BY ROBBIE GOLDMAN – FAN FUEL BLOGGER
After the strike in 1994 that cancelled the World Series, baseball was saved on the backs of superstars. Players like Mark McGwire, Barry Bonds, Roger Clemens and Sammy Sosa were the best players in the league. These were the guys that even the casual fan knew about, especially after the great home run race between Sosa and McGwire in 1998 that saw Roger Maris’s single-season home run record of 61 broken (McGwire 70, Sosa 66).
After Jose Canseco exposed the steroid problem in baseball with his book “Juiced”, the popularity of these players quickly diminished.
Now five years after Clemens and Bonds retired, they’re up for induction to the prestigious National Baseball Hall Of Fame in Cooperstown. Just looking at their numbers they deserve to be in. But with the steroid allegations, some voters are hesitant to vote for them on the ballot.
Other players, like Jeff Bagwell and Craig Biggio, who have never been caught using steroids or any other PED, have some people suspicious just because of the era in which they played.
What the writers who vote on the Hall of Fame have to understand, is that it wasn’t only the good players were on PEDs. Players like Jeremy Giambi and Gregg Zaun who never had great careers, were named by the Mitchell Report. Many other subpar players were caught as well. This shows that not only good players took steroids, almost everyone did and if you didn’t take them, you truly were behind the competition.
If it were up to me both players would go into the Hall of Fame. They both had great careers with or without steroids and there are also a few others in the Hall, like Bill Mazeroski, who in my opinion don’t deserve to be there no matter how you look at the numbers.

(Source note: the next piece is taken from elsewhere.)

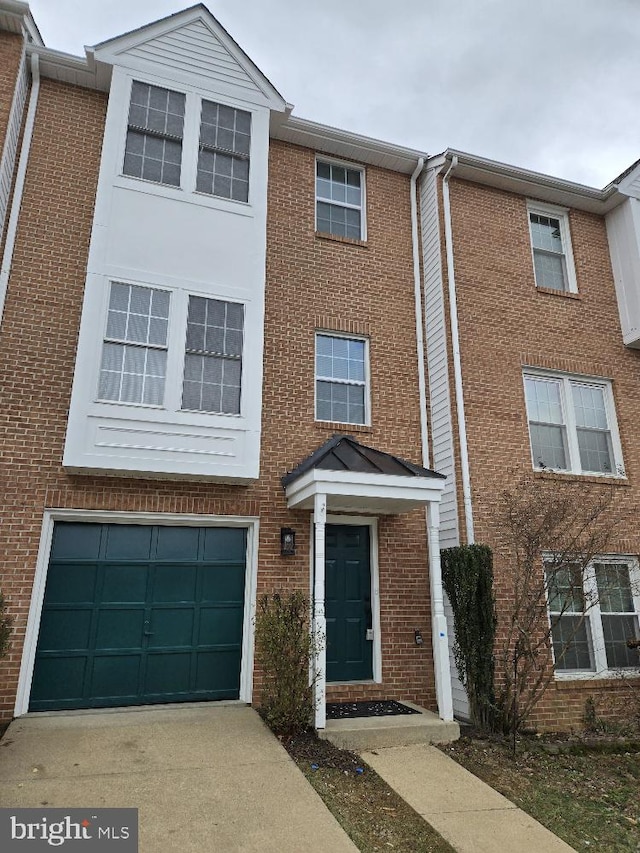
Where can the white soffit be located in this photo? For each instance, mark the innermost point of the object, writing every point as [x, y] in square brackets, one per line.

However, on the plaques of all players who go in from the “steroid era” I would make note that they were suspected to be on steroids or have a separate “steroid wing” of the Hall of Fame, completely separate from the rest and put Bonds, Clemens, and Sosa in that part. This would be a fair way of showing that although these players had Hall of Fame worthy careers they might have had help from PEDs along the way.